Using the threshold_weight functionality#

Imagine you are interested in how severe a frost will be. Once the screen temperature is 4C or lower a ground frost is plausible. So, you do not care if the forecast and observations are both above 4C, but want to assess the forecast when it or the observation is less than 4C. In this case, make a weighting function of 1 for forecast thresholds below 4, and 0 above 4 as below.

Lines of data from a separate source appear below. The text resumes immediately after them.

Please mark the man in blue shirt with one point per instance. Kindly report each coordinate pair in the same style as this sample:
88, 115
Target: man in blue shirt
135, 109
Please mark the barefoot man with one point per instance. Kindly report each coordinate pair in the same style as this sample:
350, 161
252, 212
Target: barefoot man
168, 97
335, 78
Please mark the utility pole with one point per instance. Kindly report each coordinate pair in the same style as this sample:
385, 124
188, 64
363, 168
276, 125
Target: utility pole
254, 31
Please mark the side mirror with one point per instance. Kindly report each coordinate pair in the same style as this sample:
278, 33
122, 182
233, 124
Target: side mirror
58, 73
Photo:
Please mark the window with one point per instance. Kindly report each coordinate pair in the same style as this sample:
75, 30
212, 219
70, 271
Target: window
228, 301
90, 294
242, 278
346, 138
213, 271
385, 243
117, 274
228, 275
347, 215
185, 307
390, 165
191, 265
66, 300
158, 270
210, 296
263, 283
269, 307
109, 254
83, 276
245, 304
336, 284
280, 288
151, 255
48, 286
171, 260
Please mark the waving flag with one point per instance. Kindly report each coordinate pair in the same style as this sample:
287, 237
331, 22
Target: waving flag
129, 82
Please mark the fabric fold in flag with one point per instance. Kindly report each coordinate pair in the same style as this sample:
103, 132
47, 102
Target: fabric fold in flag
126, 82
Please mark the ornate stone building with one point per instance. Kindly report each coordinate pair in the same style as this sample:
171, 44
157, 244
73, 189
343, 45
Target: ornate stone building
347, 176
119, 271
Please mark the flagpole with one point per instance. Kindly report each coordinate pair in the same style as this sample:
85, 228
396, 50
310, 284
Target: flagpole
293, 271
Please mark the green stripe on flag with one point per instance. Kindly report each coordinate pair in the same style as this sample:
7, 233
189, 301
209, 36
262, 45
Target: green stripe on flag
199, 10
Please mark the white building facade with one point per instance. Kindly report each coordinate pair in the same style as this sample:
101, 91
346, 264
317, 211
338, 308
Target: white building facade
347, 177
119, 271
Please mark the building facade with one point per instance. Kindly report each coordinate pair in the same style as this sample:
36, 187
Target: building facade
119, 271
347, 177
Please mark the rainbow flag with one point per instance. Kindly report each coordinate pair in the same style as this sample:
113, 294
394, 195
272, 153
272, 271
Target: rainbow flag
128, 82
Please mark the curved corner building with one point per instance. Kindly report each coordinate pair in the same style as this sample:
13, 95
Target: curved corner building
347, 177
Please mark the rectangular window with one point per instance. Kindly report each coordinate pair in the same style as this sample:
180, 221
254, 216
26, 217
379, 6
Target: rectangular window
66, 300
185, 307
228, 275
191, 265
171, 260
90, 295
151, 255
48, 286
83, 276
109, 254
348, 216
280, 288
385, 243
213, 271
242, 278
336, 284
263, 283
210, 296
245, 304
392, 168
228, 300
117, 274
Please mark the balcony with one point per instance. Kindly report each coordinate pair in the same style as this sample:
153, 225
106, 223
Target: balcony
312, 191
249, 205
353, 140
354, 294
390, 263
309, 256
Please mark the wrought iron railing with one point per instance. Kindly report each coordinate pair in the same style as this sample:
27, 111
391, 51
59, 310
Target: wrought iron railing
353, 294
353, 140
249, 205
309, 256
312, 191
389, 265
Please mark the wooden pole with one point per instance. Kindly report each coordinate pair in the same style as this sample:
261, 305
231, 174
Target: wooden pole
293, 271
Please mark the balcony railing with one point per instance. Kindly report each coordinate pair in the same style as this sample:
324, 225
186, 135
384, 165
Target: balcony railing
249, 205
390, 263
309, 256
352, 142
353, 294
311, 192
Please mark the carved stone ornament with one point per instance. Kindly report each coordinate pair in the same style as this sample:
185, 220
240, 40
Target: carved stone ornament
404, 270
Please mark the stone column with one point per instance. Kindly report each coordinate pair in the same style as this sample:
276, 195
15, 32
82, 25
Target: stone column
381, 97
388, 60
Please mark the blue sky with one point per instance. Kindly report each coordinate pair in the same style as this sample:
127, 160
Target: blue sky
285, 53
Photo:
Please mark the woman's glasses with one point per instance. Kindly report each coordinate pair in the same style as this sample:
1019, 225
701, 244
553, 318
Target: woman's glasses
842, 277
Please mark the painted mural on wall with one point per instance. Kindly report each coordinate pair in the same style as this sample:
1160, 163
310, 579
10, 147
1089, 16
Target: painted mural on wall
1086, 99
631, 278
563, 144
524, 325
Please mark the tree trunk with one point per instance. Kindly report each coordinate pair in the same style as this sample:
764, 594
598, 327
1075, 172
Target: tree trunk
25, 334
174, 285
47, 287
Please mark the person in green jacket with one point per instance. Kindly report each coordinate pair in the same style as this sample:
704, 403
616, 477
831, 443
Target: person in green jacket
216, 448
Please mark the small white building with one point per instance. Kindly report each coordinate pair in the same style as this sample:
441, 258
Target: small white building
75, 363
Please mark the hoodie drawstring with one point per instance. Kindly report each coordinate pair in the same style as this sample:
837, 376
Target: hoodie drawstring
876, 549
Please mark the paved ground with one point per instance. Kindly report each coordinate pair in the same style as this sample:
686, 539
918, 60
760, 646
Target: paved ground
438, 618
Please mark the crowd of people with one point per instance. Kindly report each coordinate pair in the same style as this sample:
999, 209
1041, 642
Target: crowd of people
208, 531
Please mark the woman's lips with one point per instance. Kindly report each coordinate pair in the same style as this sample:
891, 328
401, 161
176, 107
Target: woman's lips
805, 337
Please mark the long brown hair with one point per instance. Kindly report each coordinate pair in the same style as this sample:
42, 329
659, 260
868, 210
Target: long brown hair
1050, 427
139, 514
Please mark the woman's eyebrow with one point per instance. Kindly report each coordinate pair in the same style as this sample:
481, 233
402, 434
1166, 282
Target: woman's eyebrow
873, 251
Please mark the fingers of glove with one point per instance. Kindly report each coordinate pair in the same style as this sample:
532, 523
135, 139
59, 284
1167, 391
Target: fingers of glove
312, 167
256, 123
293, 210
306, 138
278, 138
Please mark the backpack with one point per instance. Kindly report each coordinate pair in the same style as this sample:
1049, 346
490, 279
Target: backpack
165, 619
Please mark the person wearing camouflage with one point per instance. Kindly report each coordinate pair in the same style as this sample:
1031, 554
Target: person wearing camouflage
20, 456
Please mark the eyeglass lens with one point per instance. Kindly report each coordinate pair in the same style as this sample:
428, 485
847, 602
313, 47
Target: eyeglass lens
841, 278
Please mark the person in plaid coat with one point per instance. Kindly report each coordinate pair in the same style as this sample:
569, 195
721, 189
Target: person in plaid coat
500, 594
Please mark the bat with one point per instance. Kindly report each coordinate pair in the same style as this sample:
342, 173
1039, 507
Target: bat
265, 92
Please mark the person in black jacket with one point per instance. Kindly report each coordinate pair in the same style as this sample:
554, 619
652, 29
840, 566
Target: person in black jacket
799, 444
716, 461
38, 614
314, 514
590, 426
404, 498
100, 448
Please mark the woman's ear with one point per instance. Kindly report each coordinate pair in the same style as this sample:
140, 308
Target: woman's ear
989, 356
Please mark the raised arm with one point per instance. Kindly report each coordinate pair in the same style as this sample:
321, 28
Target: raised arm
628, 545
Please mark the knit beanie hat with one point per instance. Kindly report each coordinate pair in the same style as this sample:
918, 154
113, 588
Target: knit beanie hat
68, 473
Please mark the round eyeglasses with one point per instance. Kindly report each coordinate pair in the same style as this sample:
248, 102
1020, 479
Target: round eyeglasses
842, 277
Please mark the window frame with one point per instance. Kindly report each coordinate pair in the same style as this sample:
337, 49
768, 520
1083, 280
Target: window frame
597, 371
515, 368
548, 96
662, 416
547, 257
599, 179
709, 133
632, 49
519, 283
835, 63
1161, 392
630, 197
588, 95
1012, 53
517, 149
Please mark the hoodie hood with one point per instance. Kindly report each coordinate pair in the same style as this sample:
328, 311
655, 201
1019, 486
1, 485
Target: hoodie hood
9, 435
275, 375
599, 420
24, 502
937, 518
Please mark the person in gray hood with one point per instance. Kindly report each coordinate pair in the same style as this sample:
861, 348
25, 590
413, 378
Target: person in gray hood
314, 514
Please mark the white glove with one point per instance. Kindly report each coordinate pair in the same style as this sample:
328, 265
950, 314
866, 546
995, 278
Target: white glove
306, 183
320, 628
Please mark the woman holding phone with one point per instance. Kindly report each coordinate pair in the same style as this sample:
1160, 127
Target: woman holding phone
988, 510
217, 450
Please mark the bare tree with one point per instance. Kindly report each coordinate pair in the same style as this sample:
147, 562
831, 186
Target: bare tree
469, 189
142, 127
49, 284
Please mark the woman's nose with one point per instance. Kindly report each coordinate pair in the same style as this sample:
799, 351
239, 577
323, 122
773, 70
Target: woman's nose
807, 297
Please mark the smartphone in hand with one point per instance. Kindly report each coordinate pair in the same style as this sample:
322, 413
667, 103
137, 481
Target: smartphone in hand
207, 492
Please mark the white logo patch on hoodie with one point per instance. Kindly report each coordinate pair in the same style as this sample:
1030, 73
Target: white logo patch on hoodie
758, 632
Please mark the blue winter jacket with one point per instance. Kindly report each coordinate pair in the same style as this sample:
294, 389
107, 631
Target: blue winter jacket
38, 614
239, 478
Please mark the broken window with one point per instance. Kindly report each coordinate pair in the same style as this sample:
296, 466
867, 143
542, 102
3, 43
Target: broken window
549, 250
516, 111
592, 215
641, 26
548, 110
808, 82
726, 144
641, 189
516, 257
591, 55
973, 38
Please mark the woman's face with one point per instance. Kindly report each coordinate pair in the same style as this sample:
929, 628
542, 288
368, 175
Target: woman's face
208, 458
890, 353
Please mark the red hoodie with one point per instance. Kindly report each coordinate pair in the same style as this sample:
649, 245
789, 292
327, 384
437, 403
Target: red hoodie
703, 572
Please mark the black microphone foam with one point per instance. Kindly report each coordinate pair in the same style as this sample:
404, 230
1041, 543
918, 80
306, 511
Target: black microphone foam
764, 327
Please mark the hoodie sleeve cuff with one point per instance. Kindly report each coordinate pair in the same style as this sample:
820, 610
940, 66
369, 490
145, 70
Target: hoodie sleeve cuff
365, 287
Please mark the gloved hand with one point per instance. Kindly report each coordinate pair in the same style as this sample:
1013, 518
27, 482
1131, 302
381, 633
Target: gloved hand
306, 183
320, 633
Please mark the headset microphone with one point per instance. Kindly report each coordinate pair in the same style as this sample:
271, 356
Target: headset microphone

Note that the threshold_weights are different to weights that might be applied based on location (for example).

[10]:
threshold_weights = xarray.DataArray(coords={'temperature': fcst_thresholds}, data=[1.0]*60 + [0]*40)
[11]:
# The area with weight 0 is not included in the CRPS calculation.
# The area contributing to the CRPS calculation is shown below
plt.figure(figsize=(4, 3))
plt.plot(fcst_thresholds, observed_cdf, label='Observation')
plt.plot(fcst_thresholds, fcst_cdf, label='Forecast')
plt.fill_between(fcst_thresholds[fcst_thresholds<=4], fcst_cdf[fcst_thresholds<=4], observed_cdf[fcst_thresholds<=4], color='gray', label='threshold-weighted CRPS')
plt.title("Chance of non-exceedance")
plt.xlabel("Temperature")
plt.ylabel("Probability")
plt.legend(loc="upper left")
[11]:
<matplotlib.legend.Legend at 0x7f20445c03d0>
../_images/tutorials_CRPS_for_CDFs_15_1.png
[12]:
# Calculate the area of the threshold-weighted CRPS
crps_cdf(fcst_array, obs_array, threshold_dim='temperature', threshold_weight=threshold_weights).total.values.round(3)
[12]:
0.639

Things to try next#

  • Try modifing the forecast or observation in the example above to explore the response of the CRPS

  • Use crps_cdf with some forecasts and observations with extra dimensions in space and/or time.

  • Use the preserve_dims option to provide the CRPS in a less summarised version across the extra dimensions.

  • Compare the two integration methods, using limited forecast thresholds to make the difference more obvious.

  • Try more complicated threshold_weights than presented above.

Note that there are several tools in scores to help with pre-processing CDF data available in scores.processing.cdf.